Babalwa est née dans le township de Khayelitsha, à Cape Town, et a d'abord jouer au rugby par simple curiosité avant d'en tomber vraiment amoureuse. « Jouer au rugby n'a jamais été l'aboutissement d'une décision mûrie, ça a toujours été un hasard », confie-t-elle à World Rugby. « Deux filles m'ont proposé d'intégrer leur équipe et ça a piqué ma curiosité. J'y suis allée et c'est comme ça que j'ai commencé.

« Ce qui m'y a fait rester plus longtemps que je pensais, c'est que je m'y suis sentie chez moi. Il s'est tissé un lien fort avec ces filles-là, dans cette structure de jeu. Et c'est à partir de ce moment-là que j'ai voulu vraiment m'investir plus sérieusement. »

Babalwa admet qu'elle a dû combattre quelques stéréotypes et autres critiques pour s'imposer dans cette carrière de rugby qui s'ouvrait à elle. « Quand vous êtes différente, disons un peu plus musclée que la moyenne, que vous pratiquez un sport qui est à dominante masculine – ce qui n'est pas très féminin pour le coup – vous vous exposez aux critiques, vous essuyez parfois des insultes et parfois on vous rejette, même », dit-elle.

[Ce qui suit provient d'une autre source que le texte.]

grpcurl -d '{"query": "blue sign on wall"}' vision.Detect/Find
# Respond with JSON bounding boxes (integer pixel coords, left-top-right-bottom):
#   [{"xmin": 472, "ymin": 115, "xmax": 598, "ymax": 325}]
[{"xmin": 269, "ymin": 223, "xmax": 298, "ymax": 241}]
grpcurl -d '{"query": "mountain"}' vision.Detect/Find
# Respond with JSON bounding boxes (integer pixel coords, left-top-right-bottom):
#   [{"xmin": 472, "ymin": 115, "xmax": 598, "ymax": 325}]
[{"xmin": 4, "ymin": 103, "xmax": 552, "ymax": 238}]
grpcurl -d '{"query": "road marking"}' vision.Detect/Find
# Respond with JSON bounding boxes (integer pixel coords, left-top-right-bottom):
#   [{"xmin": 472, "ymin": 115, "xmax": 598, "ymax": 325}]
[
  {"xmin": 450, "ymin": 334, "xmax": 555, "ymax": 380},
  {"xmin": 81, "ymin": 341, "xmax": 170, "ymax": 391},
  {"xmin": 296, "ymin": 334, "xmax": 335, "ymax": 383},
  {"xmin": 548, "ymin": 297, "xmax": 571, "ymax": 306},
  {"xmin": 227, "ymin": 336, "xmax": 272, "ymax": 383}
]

« Mais ça m'a fait le cuir et désormais je n'accorde plus d'importance à ce genre de critiques qui s'adressent souvent aux joueuses de rugby. La passion m'a aidé à poursuivre et le rugby a vraiment eu un impact sur le cours de ma vie. »

Babalwa a même du composer entre sa carrière et ses études, ce qui n'a pas toujours été très facile à conjuguer. « Je me souviens d'une fois où nous étions en tournée et j'avais du apporter mes cahiers et mes livres avec moi. Mais jongler entre les entraînements, les études et les matches, ça n'a pas été très facile », concède-t-elle.

Inspirer d'autres filles

Babalwa a pu intégrer le tout nouveau programme de développement de la South African Rugby Legends Association's (SARLA) en 2014. Et forte de son expérience, elle souhaite ardemment que se développe le rugby féminin dans le monde entier. Pour cela, elle pense qu'une approche basée en priorité sur le secteur amateur pourrait être bénéfique.

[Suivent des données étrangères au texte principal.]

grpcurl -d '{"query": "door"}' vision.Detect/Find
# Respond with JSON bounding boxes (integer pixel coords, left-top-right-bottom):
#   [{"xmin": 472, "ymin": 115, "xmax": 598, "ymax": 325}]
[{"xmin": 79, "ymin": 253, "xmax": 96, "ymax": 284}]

« Nous devons avoir des stratégies en place qui soient dédiées au développement et à la croissance du rugby féminin », assure-t-elle. « Il faut que les filles puissent occuper l'espace et qu'elles soient elles-mêmes en charge de ce développement partout dans le monde. Rien n'est impossible et ça a déjà été fait à certains endroits. Si une personne peut le faire, une autre peut le faire aussi et toute une génération après ça. »

Babalwa sait trouver les mots pour inspirer d'autres filles à suivre ses pas. « Je suis intimement convaincue que dans toute joueuse de rugby se cache un géant endormi qui attend juste d'être réveillé, d'être ramené à la vie. On a toutes le feu sacré en nous et j'incite les futures joueuses de rugby à ne pas avoir peur de cette puissance qu'elles ont en elles, de ne pas craindre de la mettre en pratique. »

Elle a mené son équipe à se qualifier pour la Coupe du Monde de Rugby 2021 en Nouvelle-Zélande et a hâte d'y être. « C'est mon objectif dans un avenir proche », assure-t-elle.